太陽光買い取り価格「13年度引き下げ可能」 経産相
茂木敏充経済産業相は21日、2012年度に1キロワット時42円としている太陽光発電の買い取り価格について、13年度は「30円台後半に引き下げることができる」との見解を明らかにした。経産省は同日の調達価格等算定委員会で、13年度の買い取り価格の議論を始めた。太陽光発電の価格は設備の値下げを反映して小幅に引き下げ、風力や地熱発電は据え置く方針で大筋一致した。
再生可能エネルギーでつくった電力は電力会社が固定価格で全量を買い取るしくみだ。買い取り価格は施設の設置費用や、発電業者の利益をもとに決める。
茂木経産相は日本記者クラブの講演で「実態調査をすると太陽光の発電設備の価格は相当下がっている」と指摘。太陽光パネルなどの値下げ分を反映して13年度の買い取り価格を引き下げることができるとの意向を示した発言だ。
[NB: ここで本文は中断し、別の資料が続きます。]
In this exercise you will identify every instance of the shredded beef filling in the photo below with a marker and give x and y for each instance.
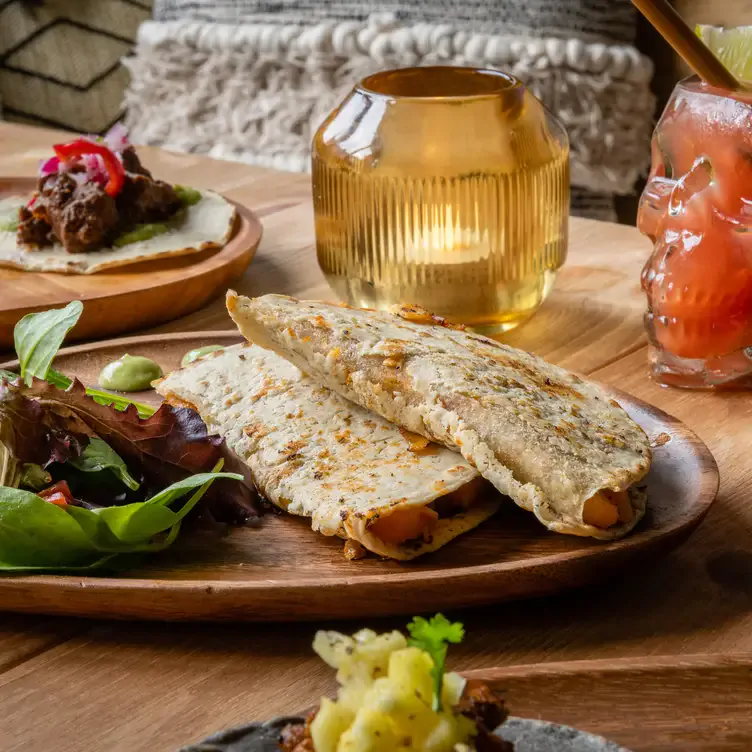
(84, 218)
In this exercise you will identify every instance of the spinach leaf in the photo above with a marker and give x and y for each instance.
(38, 336)
(99, 456)
(36, 535)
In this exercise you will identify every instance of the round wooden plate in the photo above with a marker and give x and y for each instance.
(284, 571)
(133, 297)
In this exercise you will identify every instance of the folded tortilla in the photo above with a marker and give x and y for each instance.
(314, 454)
(557, 445)
(209, 223)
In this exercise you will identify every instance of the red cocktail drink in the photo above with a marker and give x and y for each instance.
(697, 209)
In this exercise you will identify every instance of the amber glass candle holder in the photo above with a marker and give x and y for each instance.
(446, 187)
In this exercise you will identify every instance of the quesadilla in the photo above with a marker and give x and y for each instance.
(314, 454)
(554, 443)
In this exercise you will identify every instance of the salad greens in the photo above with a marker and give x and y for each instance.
(37, 535)
(99, 456)
(38, 337)
(433, 636)
(88, 479)
(34, 476)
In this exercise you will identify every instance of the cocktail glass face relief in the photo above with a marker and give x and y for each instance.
(697, 209)
(445, 187)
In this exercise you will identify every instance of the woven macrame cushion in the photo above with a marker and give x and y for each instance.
(60, 60)
(251, 80)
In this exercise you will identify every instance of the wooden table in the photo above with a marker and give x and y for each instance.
(70, 684)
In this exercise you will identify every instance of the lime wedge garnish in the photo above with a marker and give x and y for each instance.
(732, 46)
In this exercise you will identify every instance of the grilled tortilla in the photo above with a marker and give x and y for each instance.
(557, 445)
(313, 453)
(207, 224)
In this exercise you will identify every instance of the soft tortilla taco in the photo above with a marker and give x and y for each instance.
(554, 443)
(314, 454)
(97, 207)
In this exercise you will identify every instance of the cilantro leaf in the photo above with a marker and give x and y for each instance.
(433, 636)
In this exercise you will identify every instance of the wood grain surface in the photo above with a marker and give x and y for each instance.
(77, 685)
(283, 571)
(130, 298)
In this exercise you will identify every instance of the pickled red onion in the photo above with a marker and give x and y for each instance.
(49, 167)
(117, 138)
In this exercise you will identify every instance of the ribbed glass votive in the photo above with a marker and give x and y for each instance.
(446, 187)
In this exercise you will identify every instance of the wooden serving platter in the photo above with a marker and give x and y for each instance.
(696, 703)
(284, 571)
(133, 297)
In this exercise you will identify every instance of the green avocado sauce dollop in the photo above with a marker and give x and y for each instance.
(130, 373)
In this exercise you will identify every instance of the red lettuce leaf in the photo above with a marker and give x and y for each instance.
(166, 447)
(40, 436)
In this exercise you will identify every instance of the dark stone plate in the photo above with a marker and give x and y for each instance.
(527, 735)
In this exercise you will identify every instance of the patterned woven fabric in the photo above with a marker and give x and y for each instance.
(60, 60)
(256, 92)
(604, 20)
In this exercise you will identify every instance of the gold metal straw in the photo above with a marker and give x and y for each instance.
(695, 53)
経産省が委員会に示したデータによると、住宅用の太陽光発電設備の設置費用は直近の12年10~12月は1キロワットあたり42.7万円だった。12年度は46.6万円を想定していたが、市場拡大を受けて下落した。住宅以外の大規模な太陽光発電でも32.5万円から28万円に下がった。土地代や修繕費は据え置く見通しで、これを反映した場合の買い取り価格は「1キロワット時38円か37円を中心にその前後に絞られる」(経産省幹部)という。
経産省は電力会社の来年度の電気料金への上乗せ額は、再生可能エネルギーの導入量が増える分、標準家庭の全国平均で12年度の月87円から13年度は100円程度まで上がるとみている。
一方、風力や地熱・バイオマス発電などの13年度の買い取り価格は「導入実績が少なく価格の変動を正確に把握できない」として12年度の価格を据え置く方針だ。委員会は3月上旬にも報告書をまとめ、茂木経産相が最終的に買い取り価格を決める。